The pre-existing common law (the US has largely the same case law - you guys actively strengthened the pre-existing law in that area compared to UK/Australia, rather than setting it aside). The early cases on striking out non-compete clauses were worried that if taken far enough, they start to become a semi-ownership of another's person's ability to make a living, together with the concern that they're often used as an attempt to gain a temporary monopoly over a certain way of doing business (there's no value in a non-compete clause if there's other parties similarly capable of competing against you in the same manner as the guy signing the clause).
It's why they're treated as matters of degree.
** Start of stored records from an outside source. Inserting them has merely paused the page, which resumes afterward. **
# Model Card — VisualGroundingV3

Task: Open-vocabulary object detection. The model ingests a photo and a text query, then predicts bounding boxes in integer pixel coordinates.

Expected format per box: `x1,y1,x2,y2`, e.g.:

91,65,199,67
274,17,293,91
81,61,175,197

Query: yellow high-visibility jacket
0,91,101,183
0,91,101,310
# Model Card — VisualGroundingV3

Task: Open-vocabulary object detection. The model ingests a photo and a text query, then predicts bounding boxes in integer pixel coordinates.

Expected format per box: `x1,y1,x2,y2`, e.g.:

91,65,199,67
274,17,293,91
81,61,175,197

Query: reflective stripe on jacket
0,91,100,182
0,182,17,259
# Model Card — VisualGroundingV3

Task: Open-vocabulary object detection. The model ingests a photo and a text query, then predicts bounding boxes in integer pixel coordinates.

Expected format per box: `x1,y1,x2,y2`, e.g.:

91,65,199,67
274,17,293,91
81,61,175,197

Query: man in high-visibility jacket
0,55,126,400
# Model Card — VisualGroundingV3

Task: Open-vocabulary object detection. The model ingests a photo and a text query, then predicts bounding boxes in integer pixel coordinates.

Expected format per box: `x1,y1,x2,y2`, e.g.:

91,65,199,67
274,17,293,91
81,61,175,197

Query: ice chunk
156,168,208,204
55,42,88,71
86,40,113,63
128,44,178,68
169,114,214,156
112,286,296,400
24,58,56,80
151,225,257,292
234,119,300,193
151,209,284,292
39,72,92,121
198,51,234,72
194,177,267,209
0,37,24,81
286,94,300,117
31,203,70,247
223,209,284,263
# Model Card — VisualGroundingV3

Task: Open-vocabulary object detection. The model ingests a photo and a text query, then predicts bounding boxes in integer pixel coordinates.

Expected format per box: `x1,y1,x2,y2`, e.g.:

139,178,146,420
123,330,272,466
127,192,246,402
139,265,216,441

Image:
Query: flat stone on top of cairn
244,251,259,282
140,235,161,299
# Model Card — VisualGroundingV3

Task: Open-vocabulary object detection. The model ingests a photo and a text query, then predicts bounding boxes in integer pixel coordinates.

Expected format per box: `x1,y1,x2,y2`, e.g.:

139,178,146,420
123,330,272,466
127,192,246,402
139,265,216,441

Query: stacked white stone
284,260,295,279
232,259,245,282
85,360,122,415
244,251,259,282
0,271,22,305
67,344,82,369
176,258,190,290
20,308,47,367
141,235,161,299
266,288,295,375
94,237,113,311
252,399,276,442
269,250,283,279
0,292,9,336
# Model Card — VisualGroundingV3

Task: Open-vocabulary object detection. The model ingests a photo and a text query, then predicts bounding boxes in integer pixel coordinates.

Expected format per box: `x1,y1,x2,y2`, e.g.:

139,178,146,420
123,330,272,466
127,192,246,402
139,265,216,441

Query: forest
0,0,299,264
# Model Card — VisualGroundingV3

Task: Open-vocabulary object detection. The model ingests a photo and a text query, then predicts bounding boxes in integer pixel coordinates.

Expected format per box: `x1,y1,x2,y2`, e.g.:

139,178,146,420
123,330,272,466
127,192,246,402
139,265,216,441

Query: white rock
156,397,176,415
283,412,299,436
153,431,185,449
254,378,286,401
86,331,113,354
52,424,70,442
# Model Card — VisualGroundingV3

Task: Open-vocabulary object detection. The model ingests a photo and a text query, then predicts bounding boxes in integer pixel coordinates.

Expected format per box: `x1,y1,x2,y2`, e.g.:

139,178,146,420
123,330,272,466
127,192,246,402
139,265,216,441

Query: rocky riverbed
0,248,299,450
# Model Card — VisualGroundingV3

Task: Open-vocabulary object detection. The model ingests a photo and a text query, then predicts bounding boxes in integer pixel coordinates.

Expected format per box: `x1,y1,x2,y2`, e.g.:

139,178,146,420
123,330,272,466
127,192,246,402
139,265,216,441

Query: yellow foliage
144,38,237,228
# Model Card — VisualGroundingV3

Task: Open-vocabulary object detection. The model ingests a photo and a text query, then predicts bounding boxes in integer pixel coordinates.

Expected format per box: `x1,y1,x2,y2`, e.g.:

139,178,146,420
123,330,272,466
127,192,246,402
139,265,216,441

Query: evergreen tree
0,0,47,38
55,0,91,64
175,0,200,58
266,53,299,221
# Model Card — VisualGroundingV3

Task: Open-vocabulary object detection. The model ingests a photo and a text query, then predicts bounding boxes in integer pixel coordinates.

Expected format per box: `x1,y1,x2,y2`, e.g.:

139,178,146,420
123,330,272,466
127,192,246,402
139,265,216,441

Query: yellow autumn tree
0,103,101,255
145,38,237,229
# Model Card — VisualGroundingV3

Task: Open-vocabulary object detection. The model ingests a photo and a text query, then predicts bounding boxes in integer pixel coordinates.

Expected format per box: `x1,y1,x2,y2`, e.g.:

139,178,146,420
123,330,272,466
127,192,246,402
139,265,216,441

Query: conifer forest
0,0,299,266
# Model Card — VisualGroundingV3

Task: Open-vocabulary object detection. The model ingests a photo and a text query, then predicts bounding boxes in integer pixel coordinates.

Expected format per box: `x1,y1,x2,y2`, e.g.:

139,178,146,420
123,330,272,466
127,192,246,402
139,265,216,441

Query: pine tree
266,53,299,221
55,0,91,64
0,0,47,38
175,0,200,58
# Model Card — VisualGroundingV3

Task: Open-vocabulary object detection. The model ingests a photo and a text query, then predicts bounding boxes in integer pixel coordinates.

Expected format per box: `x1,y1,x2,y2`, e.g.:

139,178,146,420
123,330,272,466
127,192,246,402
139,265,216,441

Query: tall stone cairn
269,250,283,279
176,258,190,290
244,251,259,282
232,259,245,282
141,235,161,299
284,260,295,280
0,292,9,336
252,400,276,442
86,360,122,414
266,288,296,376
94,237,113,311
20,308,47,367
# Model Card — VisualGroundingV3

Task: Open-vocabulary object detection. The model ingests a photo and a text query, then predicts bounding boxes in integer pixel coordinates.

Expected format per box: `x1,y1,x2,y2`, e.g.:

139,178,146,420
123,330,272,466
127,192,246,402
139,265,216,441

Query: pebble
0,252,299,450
If they're territorially restricted (you sell your cafe - the previous owner can't just set up shop round the corner) that's one easy way of solving both problems. Same with restricting by time, and by the scope of the protected activities. But it's a balancing act - the longer you want them to run, the narrower the market you can restrict him from (territorially and product-wise); want him to stay out of that particular product market completely and you've got tighter limits on how long the clause will work for.
But then with a 'sophisticated client', like the Bio-docs, loaded with money and with access to all the legal advice that they could need, courts will give a LOT more scope for enforcing non-competes than if Joe the cafe owner signs one when he sells to Starbucks, so long as you've paid market value for it. Of course, with a sophisticated client, there's a very hefty presumption that market value is going to be whatever the hell they paid, and that's a big barrier to someone like the Biodocs getting it struck out, if EA could argue that there's other competitors with sufficient share of that kind of game.
So in a court case, EA would probably win even if they made a fairly long-term and wide-scope deal. But these contracts (or any good contract, really) isn't about whether you can win in court - you want to close off any situation where there can even BE a legal dispute, because those things cost money. It's not like the Biodocs are completely devoid of legal arguments they could take into court, and there's been strange court decisions in this area before. One well-reported set of cases that scare the hell out of lawyers are when that bunch of long-term recording contracts given to new artists were struck down in the 90s. The main media-reported aspect of that was the unfairness of the contracts (large record company locks in young artist, can't record with someone else without being barred from their old songs, ya de da - nevermind that the companies had paid a very good amount of money to the singers, and that those singers were nobodies and worth virtually nothing to the company when they signed the contracts) but they were, in effect, non-compete clauses - over-turned in an area where there's an absolute surplus of competition, because each contract was unfairly restricting a SINGLE pop singer from competing in that area. Now those are very different cases to the kind of merger/acquisition scenario that we're talking about - but the whole point of the contract process is to ensure that there's zero chance of getting blindsided by that kind of thing.
It's about minimising risk, and with that kind of money on the table, making the contract with even a 5% chance of it exploding in their face is completely and utterly unacceptable. Business execs would initiially go 'we take those risks all the time', but their legal department and the law firm advising them on the acquisition would throw a fit and run through with them what it would end up costing if a fraction of their contracts turned into substantial legal disputes. Especially when they can deal with it by paying a minor fee.